Déclaration intersyndicale au CSA-A du 7 avril 2026

jeudi 9 avril 2026

Mesdames et Messieurs les membres du Comité Social d’Administration de l’Académie de
Rennes,

Nos organisations syndicales réaffirment leur soutien total au collègue professeur convoqué par le rectorat le 9 février dernier pour avoir exprimé son soutien au peuple palestinien.
Nous dénonçons avec force l’attaque dont a été victime notre collègue enseignant et délégué syndical de SUD éducation 29. Cette convocation s’inscrit dans un contexte préoccupant de remise en cause des libertés fondamentales, notamment la liberté d’expression et la liberté syndicale, pourtant garanties aux agents et agentes de la fonction publique.

Au-delà de la situation individuelle, cette affaire révèle une dérive inquiétante de l’institution. La hiérarchie tente ici d’imposer une interprétation restrictive du devoir de neutralité, qui devient un outil de censure politique plutôt qu’un principe garantissant l’égalité de traitement des usager·es.

Ainsi, plusieurs éléments doivent être rappelés :
 La salle des professeurs est un espace réservé aux personnels, distinct de l’espace pédagogique, où l’expression syndicale est légitime et légale
 La liberté d’expression des fonctionnaires est encadrée mais réelle ; et cette liberté inclut donc l’expression d’opinions dans un cadre syndical ou entre collègues
 L’affichage sur un panneau syndical relève explicitement du droit syndical, que l’administration ne peut restreindre arbitrairement

En réalité, ce qui est visé ici, ce n’est pas un prétendu manquement à la neutralité, mais bien l’expression d’une position politique critique, portée dans un cadre syndical. Cette situation traduit une volonté de faire taire la solidarité et les engagements en soutien au peuple palestinien.
Nos organisations syndicales souhaitent également rappeler que l’expression syndicale ne se limite pas à la défense des conditions de travail des agent-es de l’éducation nationale.
Oui, la question palestinienne est une question syndicale, parce que les entreprises dans lesquelles nous travaillons, les universités que nous fréquentons sont parfois liées à l’économie israélienne. Et dans un contexte où les gouvernements ne prennent aucune sanction contre un pays qui bafoue toutes les règles internationales, commet un génocide, agit au-delà de toute morale, notre devoir est de faire pression depuis nos lieux de travail, de refuser que les travailleurs et les travailleuses participent, d’une quelconque manière que ce soit à ces violations du droit international.

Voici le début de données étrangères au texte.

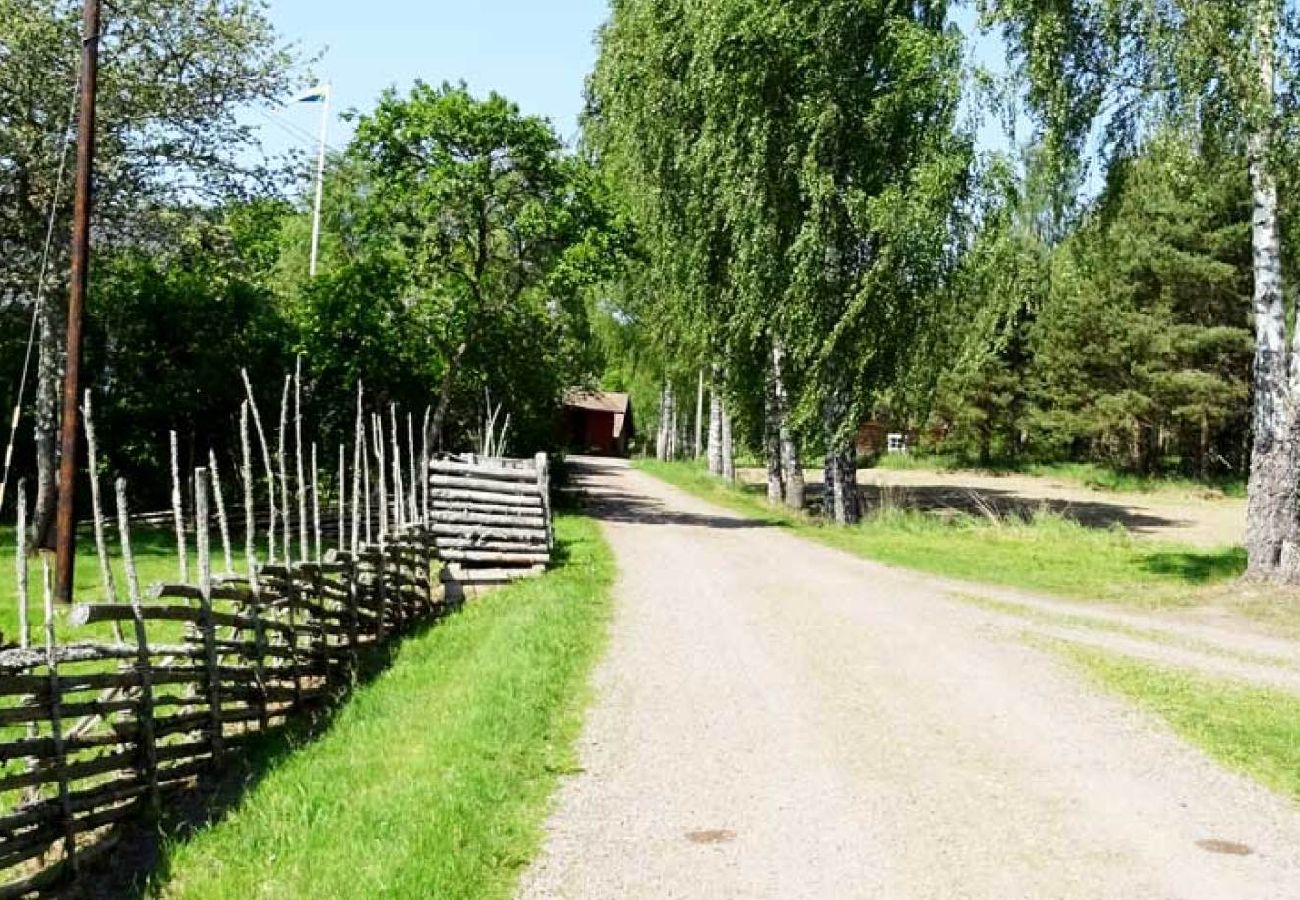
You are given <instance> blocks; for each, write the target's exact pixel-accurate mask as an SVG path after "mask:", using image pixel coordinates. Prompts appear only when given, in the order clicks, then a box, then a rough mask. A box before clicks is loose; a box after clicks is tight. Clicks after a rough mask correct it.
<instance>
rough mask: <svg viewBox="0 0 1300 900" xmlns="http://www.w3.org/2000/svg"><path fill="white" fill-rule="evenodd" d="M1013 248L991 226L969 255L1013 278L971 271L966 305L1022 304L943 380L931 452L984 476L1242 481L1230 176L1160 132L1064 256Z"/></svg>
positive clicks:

Nous rappelons ici que depuis octobre 2025, plus de 600 Palestiniens et Palestiniennes ont été tuées à Gaza : les bombardements israéliens restent quotidiens dans ce territoire palestinien occupé. Ces morts s’ajoutent aux plus de 70 000 personnes tuées et plus de 170 000 blessées depuis octobre 2023. La guerre destructrice menée par le gouvernement israélien n’est pas terminée : elle continue à plus bas bruit.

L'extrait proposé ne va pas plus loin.